In order to maintain sustainable growth, a clean and renewable energy source is urgently required. Among all new types of energy sources, solar energy is the most promising one for it is safe, cheap, inexhaustible, and environment-friendly. In 1976, Carlson and Wronski [1] invented a new type of thin film solar cell that utilized amorphous silicon find more (a-Si) deposited from a glow discharge in silane (SiH4) and achieved a power conversion efficiency of 2.4% in AM-1 sunlight. After that, silicon thin film solar cells have been widely investigated in different ways and methods [2]. Compared with conventional solar cell, amorphous silicon thin film solar cell is low cost and could be deposited on various substrates

such as glass, stainless steel, ceramic plate, and plastic [3]. Studies focused on textured surface showed that it can buy Everolimus improve absorption

by reducing reflection. Textured surface can be conventionally obtained by either dry or wet ion etching [4–7]. In 2011, Wong and Yu [8] simulated a nanopillar-array-textured surface and came to a conclusion that it may enhance light absorption and increase the efficiency of the silicon-based solar cell. The effects of low-energy heavy ion irradiation on silicon thin film have been systematically studied during the past 50 years.
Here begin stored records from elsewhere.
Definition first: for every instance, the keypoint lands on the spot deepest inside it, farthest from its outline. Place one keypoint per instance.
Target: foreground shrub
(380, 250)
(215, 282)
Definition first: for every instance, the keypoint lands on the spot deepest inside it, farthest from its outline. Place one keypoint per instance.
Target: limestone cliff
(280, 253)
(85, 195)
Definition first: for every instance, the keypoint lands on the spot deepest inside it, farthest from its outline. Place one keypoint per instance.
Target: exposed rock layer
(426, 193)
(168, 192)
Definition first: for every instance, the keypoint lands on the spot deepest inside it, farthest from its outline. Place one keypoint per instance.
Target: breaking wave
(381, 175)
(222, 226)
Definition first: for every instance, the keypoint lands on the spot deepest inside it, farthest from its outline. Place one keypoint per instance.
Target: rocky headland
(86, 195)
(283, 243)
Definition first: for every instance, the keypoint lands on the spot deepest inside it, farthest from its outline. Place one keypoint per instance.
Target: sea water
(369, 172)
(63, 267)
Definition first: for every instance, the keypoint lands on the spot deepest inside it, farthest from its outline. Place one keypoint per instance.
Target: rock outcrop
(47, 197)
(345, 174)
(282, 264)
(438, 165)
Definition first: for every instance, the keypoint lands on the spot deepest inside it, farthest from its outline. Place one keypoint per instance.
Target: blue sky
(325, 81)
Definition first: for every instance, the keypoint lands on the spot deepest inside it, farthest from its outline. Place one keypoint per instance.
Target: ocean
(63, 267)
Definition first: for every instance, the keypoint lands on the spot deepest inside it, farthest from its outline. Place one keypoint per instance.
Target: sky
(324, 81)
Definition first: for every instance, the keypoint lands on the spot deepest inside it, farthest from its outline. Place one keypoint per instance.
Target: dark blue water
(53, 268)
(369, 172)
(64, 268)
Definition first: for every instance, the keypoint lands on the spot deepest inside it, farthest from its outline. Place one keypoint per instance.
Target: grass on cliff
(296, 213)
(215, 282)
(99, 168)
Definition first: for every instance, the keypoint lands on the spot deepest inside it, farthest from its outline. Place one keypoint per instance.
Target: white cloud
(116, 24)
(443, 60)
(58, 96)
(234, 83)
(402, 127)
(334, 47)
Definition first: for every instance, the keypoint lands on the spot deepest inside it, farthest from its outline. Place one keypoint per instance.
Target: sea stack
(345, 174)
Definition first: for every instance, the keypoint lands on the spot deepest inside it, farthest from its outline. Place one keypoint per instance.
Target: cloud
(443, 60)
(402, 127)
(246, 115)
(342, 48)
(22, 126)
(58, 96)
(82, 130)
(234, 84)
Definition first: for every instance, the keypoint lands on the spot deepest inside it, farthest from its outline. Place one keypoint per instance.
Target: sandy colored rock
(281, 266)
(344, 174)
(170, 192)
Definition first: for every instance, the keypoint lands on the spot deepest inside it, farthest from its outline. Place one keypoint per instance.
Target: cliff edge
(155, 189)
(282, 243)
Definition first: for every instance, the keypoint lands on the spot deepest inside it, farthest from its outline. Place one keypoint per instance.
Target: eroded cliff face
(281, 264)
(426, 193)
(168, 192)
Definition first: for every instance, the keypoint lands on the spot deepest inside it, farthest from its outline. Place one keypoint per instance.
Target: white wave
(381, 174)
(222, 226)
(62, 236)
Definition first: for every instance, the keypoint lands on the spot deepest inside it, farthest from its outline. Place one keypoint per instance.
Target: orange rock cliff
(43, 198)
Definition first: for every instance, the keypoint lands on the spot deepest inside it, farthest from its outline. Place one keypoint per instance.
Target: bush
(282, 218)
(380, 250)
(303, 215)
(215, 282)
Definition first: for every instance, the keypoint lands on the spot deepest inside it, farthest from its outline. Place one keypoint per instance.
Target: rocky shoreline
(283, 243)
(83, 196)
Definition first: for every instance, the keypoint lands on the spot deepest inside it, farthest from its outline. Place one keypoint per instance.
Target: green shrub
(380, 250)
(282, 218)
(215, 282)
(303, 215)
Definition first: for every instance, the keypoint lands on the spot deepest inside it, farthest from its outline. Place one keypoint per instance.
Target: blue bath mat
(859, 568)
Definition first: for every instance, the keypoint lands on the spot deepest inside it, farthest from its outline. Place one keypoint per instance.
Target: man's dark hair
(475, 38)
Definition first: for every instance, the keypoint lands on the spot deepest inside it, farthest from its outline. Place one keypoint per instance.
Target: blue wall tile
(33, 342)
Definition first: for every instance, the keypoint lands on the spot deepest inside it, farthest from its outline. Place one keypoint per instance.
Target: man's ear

During the irradiation, some traditional defects were generated; however, latent tracks, amorphous transition, or other special effects were not observed [9, 10]. Enhanced light absorption was obtained in works on n-type crystal silicon irradiated by high-energy Xe ion [11], which provided a promising method for the modification of amorphous silicon thin film. In this research, we coated a polystyrene (PS) sphere monolayer on glass substrate and fabricated silicon thin film via magnetic sputtering with glancing angle deposition (GLAD) in order to achieve periodically aligned C1GALT1 silicon nanopillar (PASiNP) arrays. The influences of silicon nanopillar diameter and Xe ion irradiation on the light absorption of thin film were studied. The mechanism of ion irradiation was also discussed. We replicate this nanostructure

by magnetic sputtering deposition with its advantage of controllable fabrication, and an expected selleck chemical enhancement in light absorption was observed. Methods Glasses were first cut into squares of about 3 × 3 cm2 in size and then thoroughly cleaned with acetone in an ultrasonic bath for 20 min. After washing off the residual acetone by deionized water, they were cleaned with ethanol in an ultrasonic bath for another 20 min. The glasses were immersed in H2SO4-H2O2 solution (3:1, v/v) for 8 h and then cleaned with deionized water in an ultrasonic bath for 30 min and with NH3-H2O2-H2O solution (1:1:3, v/v) for another 30 min. After that, glasses with hydrophilic surfaces were obtained [12]. PS nanospheres with different diameters of 200, 500, and 1,000 nm were selected here.